Par infirmation du jugement l’ayant validé, ce chef de redressement doit en conséquence être annulé.
L’URSSAF doit donc être déboutée de sa demande de condamnation y afférente.
Le jugement est peu explicite sur le détail de la somme de 91 545 euros que l’URSSAF a été condamnée à rembourser à la cotisante par suite de la prescription de son action en recouvrement pour les années 2014 et 2015, alors qu’il a relevé que la contestation de la cotisante ne portait que sur le chef de redressement numéro 4.
La lettre d’observations comporte dix chefs de redressements pour l’établissement de [Localité 7] concerné par le chef de redressement n°4.

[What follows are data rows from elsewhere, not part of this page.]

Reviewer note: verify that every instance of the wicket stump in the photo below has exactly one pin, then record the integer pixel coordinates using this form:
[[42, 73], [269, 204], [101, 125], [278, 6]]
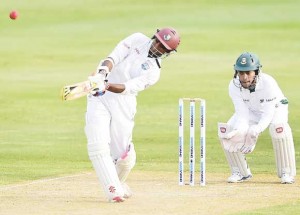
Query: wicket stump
[[202, 111]]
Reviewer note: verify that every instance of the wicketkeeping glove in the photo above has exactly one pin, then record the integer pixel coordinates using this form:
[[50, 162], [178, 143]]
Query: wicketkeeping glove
[[99, 84]]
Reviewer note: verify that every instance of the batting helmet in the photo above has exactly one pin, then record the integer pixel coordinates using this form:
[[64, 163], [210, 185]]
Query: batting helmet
[[169, 38], [247, 62]]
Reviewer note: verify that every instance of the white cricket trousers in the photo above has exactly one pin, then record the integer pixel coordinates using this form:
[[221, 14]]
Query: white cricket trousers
[[112, 116]]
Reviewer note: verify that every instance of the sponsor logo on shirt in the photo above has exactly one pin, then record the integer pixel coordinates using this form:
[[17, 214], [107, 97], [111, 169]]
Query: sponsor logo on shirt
[[223, 130], [137, 51], [145, 66], [269, 100], [279, 130]]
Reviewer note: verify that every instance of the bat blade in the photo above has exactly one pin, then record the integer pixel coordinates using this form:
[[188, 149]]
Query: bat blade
[[76, 91]]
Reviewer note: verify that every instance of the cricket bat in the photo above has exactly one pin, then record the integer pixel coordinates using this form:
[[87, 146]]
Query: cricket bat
[[76, 91]]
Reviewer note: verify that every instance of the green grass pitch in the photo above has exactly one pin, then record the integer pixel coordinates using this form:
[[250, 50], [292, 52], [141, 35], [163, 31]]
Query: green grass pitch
[[55, 43]]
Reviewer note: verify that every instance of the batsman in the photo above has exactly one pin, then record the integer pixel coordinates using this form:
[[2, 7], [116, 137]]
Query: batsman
[[259, 104], [133, 66]]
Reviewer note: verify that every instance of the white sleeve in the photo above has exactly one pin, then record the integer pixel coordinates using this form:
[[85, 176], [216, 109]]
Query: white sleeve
[[122, 50], [241, 109], [271, 92]]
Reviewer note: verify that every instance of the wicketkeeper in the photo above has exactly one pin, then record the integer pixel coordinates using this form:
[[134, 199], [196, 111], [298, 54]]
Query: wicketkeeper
[[259, 103], [133, 66]]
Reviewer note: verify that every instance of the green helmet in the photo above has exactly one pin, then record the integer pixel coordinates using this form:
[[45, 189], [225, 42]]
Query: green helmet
[[247, 62]]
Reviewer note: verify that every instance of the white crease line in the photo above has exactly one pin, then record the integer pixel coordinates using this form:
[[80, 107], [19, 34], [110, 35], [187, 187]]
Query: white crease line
[[41, 181]]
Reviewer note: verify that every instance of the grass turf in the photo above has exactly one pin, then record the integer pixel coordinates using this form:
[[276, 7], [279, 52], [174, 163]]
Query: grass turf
[[48, 47]]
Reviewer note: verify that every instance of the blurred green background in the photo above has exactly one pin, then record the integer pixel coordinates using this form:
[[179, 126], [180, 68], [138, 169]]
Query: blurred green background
[[55, 43]]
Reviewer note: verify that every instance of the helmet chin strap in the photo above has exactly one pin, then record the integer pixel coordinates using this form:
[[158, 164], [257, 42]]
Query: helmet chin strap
[[252, 85]]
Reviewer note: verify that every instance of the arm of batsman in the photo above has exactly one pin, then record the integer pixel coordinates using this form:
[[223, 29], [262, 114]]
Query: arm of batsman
[[98, 83], [251, 139]]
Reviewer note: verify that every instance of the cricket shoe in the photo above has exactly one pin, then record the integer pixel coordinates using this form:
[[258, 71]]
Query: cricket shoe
[[287, 179], [237, 177], [127, 191]]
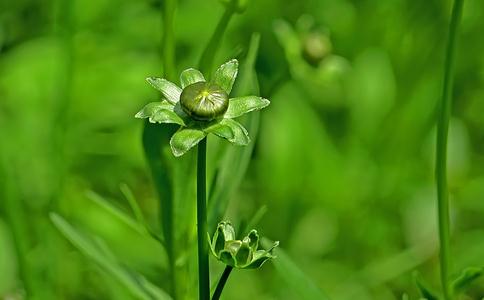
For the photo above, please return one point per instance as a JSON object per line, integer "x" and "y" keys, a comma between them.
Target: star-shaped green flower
{"x": 241, "y": 254}
{"x": 201, "y": 107}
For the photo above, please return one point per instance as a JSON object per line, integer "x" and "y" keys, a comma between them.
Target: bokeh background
{"x": 343, "y": 161}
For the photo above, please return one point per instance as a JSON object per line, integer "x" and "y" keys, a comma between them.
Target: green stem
{"x": 208, "y": 55}
{"x": 203, "y": 268}
{"x": 168, "y": 40}
{"x": 441, "y": 157}
{"x": 221, "y": 283}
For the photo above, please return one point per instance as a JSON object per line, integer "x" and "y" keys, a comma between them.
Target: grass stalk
{"x": 168, "y": 39}
{"x": 221, "y": 283}
{"x": 441, "y": 152}
{"x": 208, "y": 55}
{"x": 202, "y": 228}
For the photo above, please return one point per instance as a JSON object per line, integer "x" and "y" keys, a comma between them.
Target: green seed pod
{"x": 204, "y": 101}
{"x": 316, "y": 47}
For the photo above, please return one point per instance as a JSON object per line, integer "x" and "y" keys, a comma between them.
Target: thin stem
{"x": 203, "y": 268}
{"x": 221, "y": 283}
{"x": 208, "y": 55}
{"x": 441, "y": 157}
{"x": 168, "y": 40}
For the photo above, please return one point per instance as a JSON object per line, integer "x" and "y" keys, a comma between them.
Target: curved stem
{"x": 168, "y": 40}
{"x": 203, "y": 267}
{"x": 221, "y": 283}
{"x": 441, "y": 152}
{"x": 208, "y": 55}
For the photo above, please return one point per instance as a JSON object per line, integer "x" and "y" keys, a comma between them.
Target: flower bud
{"x": 204, "y": 101}
{"x": 316, "y": 46}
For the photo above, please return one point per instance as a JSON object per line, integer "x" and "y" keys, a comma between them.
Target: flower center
{"x": 204, "y": 101}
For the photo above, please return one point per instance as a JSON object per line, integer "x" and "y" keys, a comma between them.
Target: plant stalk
{"x": 202, "y": 229}
{"x": 208, "y": 55}
{"x": 168, "y": 39}
{"x": 441, "y": 152}
{"x": 221, "y": 283}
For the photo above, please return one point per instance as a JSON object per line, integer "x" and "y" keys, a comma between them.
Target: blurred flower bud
{"x": 315, "y": 47}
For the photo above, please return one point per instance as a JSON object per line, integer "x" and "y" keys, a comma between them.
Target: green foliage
{"x": 466, "y": 277}
{"x": 298, "y": 282}
{"x": 342, "y": 158}
{"x": 137, "y": 285}
{"x": 204, "y": 110}
{"x": 240, "y": 254}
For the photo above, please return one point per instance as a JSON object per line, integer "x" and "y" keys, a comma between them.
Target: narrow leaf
{"x": 190, "y": 76}
{"x": 294, "y": 277}
{"x": 242, "y": 105}
{"x": 138, "y": 286}
{"x": 240, "y": 134}
{"x": 166, "y": 116}
{"x": 226, "y": 74}
{"x": 151, "y": 108}
{"x": 236, "y": 160}
{"x": 168, "y": 89}
{"x": 185, "y": 139}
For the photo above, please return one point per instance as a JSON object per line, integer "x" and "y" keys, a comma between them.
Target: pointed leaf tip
{"x": 226, "y": 74}
{"x": 242, "y": 105}
{"x": 185, "y": 139}
{"x": 168, "y": 89}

La cotisante ne justifie pas des sommes payées suite à la mise en demeure du 15 octobre 2017, et l’URSSAF ne détaille pas davantage les sommes restituées en exécution de la confirmation par l’arrêt de la présente cour du 23 septembre 2023 la condamnant au remboursement de la somme de 91 545 euros.
Or, la cour jugeant le chef de redressement n°4 infondé pour l’année 2016 non prescrite, seules les sommes versées à ce titre doivent être restituées.
Succombant principalement en son appel, elle doit être condamnée aux dépens et ne peut utilement solliciter le bénéfice des dispositions de l’article 700 du code de procédure civile.
Il serait inéquitable de laisser à la charge de Mme [I] et de la société [10] les frais exposés pour leur défense ce qui conduit la cour à condamner l’URSSAF Provence-Alpes-Côte d’Azur à payer à Mme [I] la somme de 2 500 euros et à la société [10] également la somme de 2 500 euros.
PAR CES MOTIFS,
— Infirme le jugement en ce qu’il a déclaré bien fondé 'le redressement’ pour l’année 2016,
Statuant à nouveau de ce chef infirmé et y ajoutant,
— Annule le chef de redressement n°4 'assurance chômage et AGS: affiliation des mandataires sociaux’ d’un montant de 8 993 euros pour 2014, de 5 442 euros pour 2015 et de 5401 euros pour 2016,
— Déboute l’URSSAF Provence-Alpes-Côte d’Azur de l’ensemble de ses demandes,
— Condamne l’URSSAF Provence-Alpes-Côte d’Azur à payer à la société [10] les sommes versées au titre du chef de redressement n°4, et ce au titre des cotisations et contributions et des majorations de retard, non comprises dans la somme de 91 545 euros qu’elle a été précédemment condamnée à payer,
— Condamne l’URSSAF Provence-Alpes-Côte d’Azur à payer à la société [10] la somme de 2 500 euros sur le fondement de l’article 700 du code de procédure civile,
— Condamne l’URSSAF Provence-Alpes-Côte d’Azur à payer à Mme [C] [I] la somme de 2 500 euros sur le fondement de l’article 700 du code de procédure civile,
— Condamne l’URSSAF Provence-Alpes-Côte d’Azur aux entiers dépens.